Efforts to Renew the Ban Assault Weapons

assault-weapon

On March 2, 2004, with the ‘sunset’ of the ban on the horizon, assault weapon ban supporter Senator Dianne Feinstein (D-Calif.) attached a ten-year extension to the 1994 Assault Weapons Ban to the Senate’s Protection of Lawful Commerce in Arms Act. With the Feinstein amendment, the bill was voted down 8-90.

Assault Weapons Ban and Law Enforcement Protection Act of 2007.

In February 2007 a bill, H.R. 1022, called the Assault Weapons Ban and Law Enforcement Protection Act of 2007 sponsored by Representative Carolyn McCarthy of New York (D) was introduced that would reinstitute and expand the ban on assault weapons. It reduces the number of requirements for a firearm to be classified as an assault weapon from two to one. It additionally includes, in H.R. 1022 Section L, the expansion of the legal term assault weapon to any:

“… semiautomatic rifle or shotgun originally designed for military or law enforcement use, or a firearm based on the design of such a firearm, that is not particularly suitable for sporting purposes, as determined by the Attorney General. In making the determination, there shall be a rebuttalable presumption that a firearm procured for use by the United States military or any Federal law enforcement agency is not particularly suitable for sporting purposes, and a firearm shall not be determined to be particularly suitable for sporting purposes solely because the firearm is suitable for use in a sporting event.”

On the April 18, 2007 showing of MSNBC’s program, Tucker, Tucker Carlson interviewed McCarthy concerning the Virginia Tech massacre and her proposed reauthorization of the Assault Weapons Ban. He asked her to explain the need to regulate barrel shrouds, one of the many provisions of the Act. She responded that more importantly the legislation would ban large capacity “clips” used in the Virginia Tech massacre and that the class of guns chosen were those used by gangs and police killers. However, the Virginia Tech shooter did not have high capacity magazines; they were the AWB compliant 10 round variety. After admitting that she did not know what a barrel shroud was, McCarthy incorrectly stated, “I believe it is a shoulder thing that goes up”.

The Bill was referred to the United States House Judiciary Subcommittee on Crime, Terrorism, and Homeland Security on March 19, 2007. As of December 17, 2007, the bill had 60 cosponsors.

This bill never became law.

Assault Weapons Ban Reauthorization Act of 2008

H.R. 6257 was introduced by Mark Kirk (R Ill.-10) on 12 June 2008 and sought to re-instate the Assault Weapons Ban for a period of ten years, as well as to expand the list of banned weapons. This bill was referred to the Subcommittee on Crime, Terrorism, and Homeland Security on July 28, 2008. It had four co-sponsors supporting it: Michael N. Castle (R Del.-1), Mike Ferguson (R N.J.-7), Ileana Ros-Lehtinen (R Fla.-18) and Christopher Shays (R Conn.-4).

This bill never became law, as it was still in Subcommittee when Congress ended the 110th Session on 3 January 2009.

Urban policy agenda of President Obama

Shortly after the November 4, 2008 election, Change.gov, the website of the office of then President-Elect Barack Obama, listed a detailed agenda for the forthcoming administration. This includes “making the expired federal Assault Weapons Ban permanent.” This statement was originally published on Barack Obama’s campaign website, BarackObama.com. When President Obama took office on January 20, 2009, the agenda statement was moved to the administration’s website, WhiteHouse.gov, with its wording intact.

On February 25, 2009, the newly sworn-in Attorney General, Eric Holder, repeated the Obama Administration’s desire to reinstate the Federal Assault Weapons Ban.[19] The mention came in response to a question, about 20 minutes into to a joint press conference with DEA Acting Administrator Michele Leonhart, discussing efforts to crack down on Mexican drug cartels. Attorney General Holder said: “there are just a few gun-related changes that we would like to make, and among them would be to reinstitute the ban on the sale of assault weapons.”
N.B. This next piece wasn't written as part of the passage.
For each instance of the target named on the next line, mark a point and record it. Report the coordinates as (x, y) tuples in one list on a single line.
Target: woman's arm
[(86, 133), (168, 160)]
However on April 16, 2009, President Obama stated that he will not push for the reinstatement of the Assault Weapons Ban in the United States even though he still believes that it “made sense.” Obama has proposed instead to ratify an inter-American treaty known as CIFTA (Inter-American Convention Against the Illicit Manufacturing of and Trafficking in Firearms, Ammunition, Explosives, and Other Related Materials.) to curb international small arms trafficking. The treaty makes the unauthorized manufacture and exporting of firearms illegal and calls for nations in this hemisphere to establish a process for information-sharing among different countries’ law enforcement divisions to stop the smuggling of arms, to adopt strict licensing requirements, and to make firearms easier to trace.